Die hohe Wertigkeit dieser Bereiche ist auch wissenschaftlich nachgewiesen. Diverse Bachelor- und Masterarbeiten in Deutschland befassen sich mit der Frage, inwieweit Golfanlagen Biodiversität fördern können. Auf der Golfanlage Valley nahe München analysierte Sarah Augustin die Flächen für eine Masterarbeit zum „Zustand und Entwicklungspotential der Hochgrasflächen“ und stellte die Anzahl der Arten ins Verhältnis zur Biomasse. 175 Pflanzenarten wurden erfasst, 17 davon waren gesetzlich geschützt.

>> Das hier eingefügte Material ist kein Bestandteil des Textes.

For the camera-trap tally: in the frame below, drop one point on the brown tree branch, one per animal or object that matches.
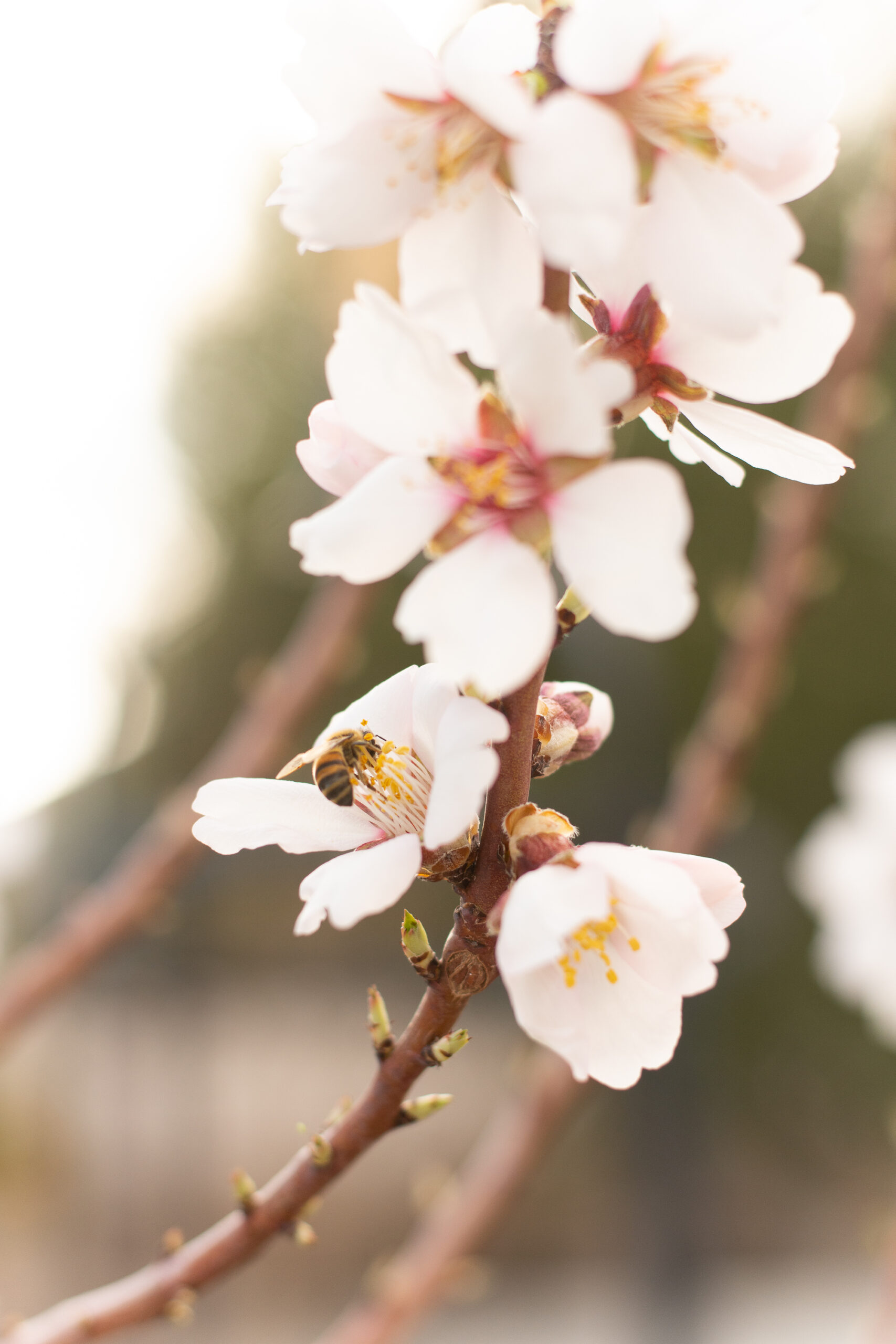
(421, 1273)
(699, 802)
(468, 967)
(164, 850)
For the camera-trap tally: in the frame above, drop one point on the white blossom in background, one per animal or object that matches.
(846, 873)
(413, 145)
(684, 123)
(598, 947)
(491, 483)
(679, 366)
(416, 811)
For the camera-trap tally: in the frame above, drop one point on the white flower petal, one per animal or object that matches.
(781, 361)
(335, 456)
(249, 814)
(471, 268)
(379, 526)
(358, 885)
(601, 46)
(721, 886)
(866, 774)
(716, 249)
(578, 175)
(352, 188)
(769, 444)
(486, 612)
(395, 382)
(387, 710)
(620, 538)
(465, 768)
(480, 61)
(661, 906)
(691, 449)
(543, 909)
(562, 400)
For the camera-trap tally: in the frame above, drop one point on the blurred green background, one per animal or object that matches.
(199, 1045)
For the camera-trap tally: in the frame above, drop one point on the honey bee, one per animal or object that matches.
(336, 761)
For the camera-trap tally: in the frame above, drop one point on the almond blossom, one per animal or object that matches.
(491, 481)
(599, 945)
(688, 123)
(676, 363)
(414, 811)
(413, 145)
(846, 872)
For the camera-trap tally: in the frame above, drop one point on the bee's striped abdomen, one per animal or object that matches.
(333, 779)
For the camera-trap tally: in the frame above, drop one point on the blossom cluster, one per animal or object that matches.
(592, 224)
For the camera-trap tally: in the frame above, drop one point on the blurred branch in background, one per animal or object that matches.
(703, 791)
(467, 967)
(164, 851)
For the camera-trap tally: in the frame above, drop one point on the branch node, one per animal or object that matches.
(441, 1050)
(321, 1151)
(379, 1025)
(417, 948)
(421, 1108)
(181, 1308)
(244, 1190)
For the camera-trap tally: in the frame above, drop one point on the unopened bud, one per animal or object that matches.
(535, 835)
(244, 1189)
(305, 1234)
(571, 611)
(446, 1046)
(172, 1241)
(179, 1309)
(416, 944)
(421, 1108)
(321, 1151)
(379, 1025)
(573, 719)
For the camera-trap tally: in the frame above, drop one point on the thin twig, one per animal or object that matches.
(699, 802)
(164, 850)
(468, 964)
(422, 1270)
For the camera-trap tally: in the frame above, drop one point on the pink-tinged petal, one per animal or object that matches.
(387, 710)
(605, 1030)
(562, 400)
(249, 814)
(715, 248)
(379, 526)
(659, 906)
(688, 448)
(781, 361)
(620, 538)
(465, 768)
(394, 381)
(767, 444)
(721, 887)
(354, 886)
(578, 175)
(471, 268)
(486, 612)
(543, 909)
(479, 65)
(335, 456)
(352, 187)
(601, 46)
(434, 691)
(800, 171)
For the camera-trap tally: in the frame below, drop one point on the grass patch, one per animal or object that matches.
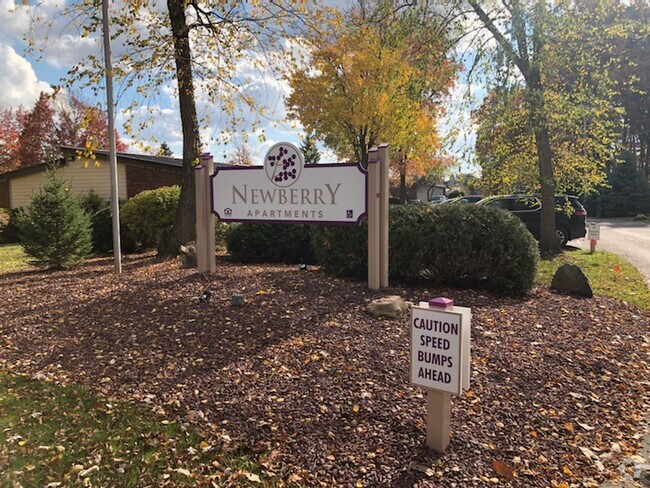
(51, 435)
(608, 274)
(12, 258)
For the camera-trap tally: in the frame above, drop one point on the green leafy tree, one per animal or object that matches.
(309, 149)
(550, 118)
(627, 192)
(192, 43)
(165, 150)
(54, 229)
(376, 79)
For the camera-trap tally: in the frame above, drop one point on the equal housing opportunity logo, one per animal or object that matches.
(285, 190)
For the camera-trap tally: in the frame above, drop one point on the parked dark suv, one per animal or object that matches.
(570, 215)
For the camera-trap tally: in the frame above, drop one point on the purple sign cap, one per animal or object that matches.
(441, 302)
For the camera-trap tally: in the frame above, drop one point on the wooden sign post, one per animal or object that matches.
(593, 234)
(440, 357)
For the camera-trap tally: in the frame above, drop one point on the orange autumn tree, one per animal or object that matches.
(365, 87)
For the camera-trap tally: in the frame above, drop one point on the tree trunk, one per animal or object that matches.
(548, 242)
(402, 180)
(185, 222)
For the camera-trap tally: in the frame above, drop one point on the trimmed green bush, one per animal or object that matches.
(479, 246)
(149, 212)
(342, 250)
(54, 229)
(8, 229)
(459, 245)
(101, 218)
(5, 219)
(269, 243)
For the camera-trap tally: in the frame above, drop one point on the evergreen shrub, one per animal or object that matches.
(478, 246)
(459, 245)
(149, 212)
(5, 222)
(269, 243)
(342, 250)
(54, 229)
(101, 218)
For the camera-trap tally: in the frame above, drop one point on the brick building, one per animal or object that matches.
(135, 173)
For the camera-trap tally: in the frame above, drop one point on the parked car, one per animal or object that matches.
(436, 199)
(471, 199)
(570, 215)
(464, 199)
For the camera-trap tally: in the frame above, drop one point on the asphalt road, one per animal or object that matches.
(625, 237)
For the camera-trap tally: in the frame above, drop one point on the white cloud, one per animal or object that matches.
(19, 83)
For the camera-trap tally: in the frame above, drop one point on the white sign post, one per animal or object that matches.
(593, 234)
(440, 358)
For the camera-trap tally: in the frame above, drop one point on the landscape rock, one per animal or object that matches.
(390, 306)
(188, 255)
(570, 280)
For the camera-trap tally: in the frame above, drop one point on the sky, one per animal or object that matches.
(23, 76)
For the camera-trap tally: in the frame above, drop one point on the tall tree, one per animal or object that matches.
(11, 122)
(164, 150)
(38, 142)
(241, 156)
(309, 149)
(380, 78)
(559, 87)
(160, 50)
(81, 125)
(357, 92)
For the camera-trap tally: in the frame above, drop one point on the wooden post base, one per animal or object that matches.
(438, 420)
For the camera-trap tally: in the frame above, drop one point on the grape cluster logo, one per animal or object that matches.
(283, 164)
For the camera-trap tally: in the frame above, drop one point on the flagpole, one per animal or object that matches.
(112, 151)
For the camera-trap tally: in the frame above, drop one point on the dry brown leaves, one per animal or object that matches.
(304, 378)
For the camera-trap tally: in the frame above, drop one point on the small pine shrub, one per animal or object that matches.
(101, 218)
(54, 229)
(149, 212)
(269, 243)
(5, 221)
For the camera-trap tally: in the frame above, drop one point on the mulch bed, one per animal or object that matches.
(304, 377)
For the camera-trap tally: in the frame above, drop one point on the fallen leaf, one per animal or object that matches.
(502, 469)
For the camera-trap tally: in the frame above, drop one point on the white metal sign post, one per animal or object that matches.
(440, 358)
(593, 234)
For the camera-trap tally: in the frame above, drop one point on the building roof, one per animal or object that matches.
(70, 154)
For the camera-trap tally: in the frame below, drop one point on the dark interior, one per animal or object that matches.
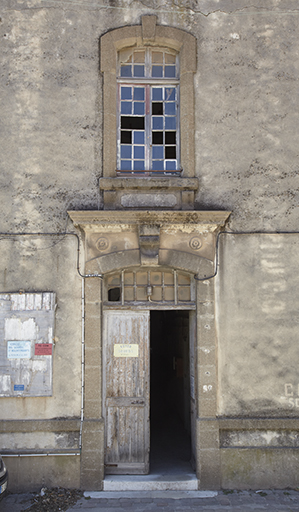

Hoch im Norden, im GC Lohersand in Schleswig-Holstein, ist Headgreenkeeper Hartwig Klein ein anderes Kunststück gelungen. Als der Club seine Anlage um neun Löcher erweiterte, nahm die Neuentwicklung von Heideflächen, die eingesät wurden, einen zentralen Punkt im Rahmen des Baus der neuen Golflöcher ein. Inzwischen präsentieren sich die Heideflächen in perfektem Zustand. Die Auszeichnung Gold im Rahmen des Qualitätsmangementprogramms Golf&Natur des DGV trägt die Anlage schon seit 2014. „Was kann man tun, um ein Qualitätsmerkmal zu schaffen“, diese Frage begleitet das Greenkeeper-Team bei der täglichen Arbeit.

Es ist eine Frage, die man sich deutschlandweit auf Golfanlagen stellt. Die Zielsetzung, nicht nur qualitativ hochwertige Golfplätze im Sinne von Sportplätzen zu stellen, gleichzeitig aber auch die Förderung von Biodiversität zu ermöglichen, ist inzwischen fest verankert. „Golfplätze naturverträglich zu pflegen, ist selbstverständlich“, sagt Manfred Beer dazu. „Und es macht einfach Spaß Dinge entstehen zu sehen.“ So wie das Große Zweiblatt im GC Isarwinkel. Unscheinbar und doch so wertvoll.